07-06-2006

A protein associated with a disorder that causes deafness and blindness in people may be a key to unraveling one of the foremost mysteries of how we hear, says a study in the June 28 issue of the Journal of Neuroscience.

Scientists with the National Institute on Deafness and Other Communication Disorders (NIDCD), one of the National Institutes of Health (NIH), and the University of Sussex, Brighton, United Kingdom, have identified protocadherin-15 as a likely player in the moment-of-truth reaction in which sound is converted into electrical signals. Protocadherin-15 is a protein made by a gene that causes one form of type 1 Usher syndrome, the most common cause of deaf-blindness in humans.

The findings will not only provide insight into how hearing takes place at the molecular level, but also may help scientists figure out why some people temporarily lose their hearing after being exposed to loud noise, only to regain it a day or two later.

“These findings offer a more precise picture of the complicated processes involved with our sense of hearing,” says Elias A. Zerhouni, MD, director of the NIH. “With roughly 15% of American adults reporting some degree of hearing loss, it is increasingly vital that we continue making inroads into our understanding of these processes, helping us seek new and better treatments, and opening the doors to better hearing health for Americans.”

Researchers have long known that hair cells, small sensory cells in the inner ear, convert sound energy into electrical signals that travel to the brain.

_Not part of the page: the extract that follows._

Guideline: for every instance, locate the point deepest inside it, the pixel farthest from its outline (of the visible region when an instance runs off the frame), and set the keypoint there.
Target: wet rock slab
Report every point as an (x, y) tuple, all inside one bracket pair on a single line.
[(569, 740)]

When fluid in the inner ear is set into motion by vibrations emanating from the bones of the middle ear, the rippling effect causes bristly structures atop the hair cells to bump up against an overlying membrane and to deflect. The bristles, called stereocilia, are arranged in tiers and connected by minute links. As the stereocilia are deflected, pore-like channels on the surface of the stereocilia open up, allowing potassium to rush in, and generate an electrical signal. Because the “tip link”—the link that connects the tip of the shorter stereocilium to the side of the adjacent, taller stereocilium—must be present for the channel to function, scientists believe that this structure may be responsible for opening and closing the channel gate. Researchers suggest that if they can learn the makeup of the tip link, they’ll be that much closer to understanding how the gate mechanism operates.

“This research identifies protocadherin-15 to be one of the proteins associated with the tip link, thus finally answering a question that has been baffling researchers for years,” says James F. Battey, Jr, MD, PhD, director of the NIDCD. “Thanks to the collaborative effort among these researchers, we are now at the closest point we have ever been to understanding the mechanism by which the ear converts mechanical energy—or energy of motion—into a form of energy that the brain can recognize as sound.”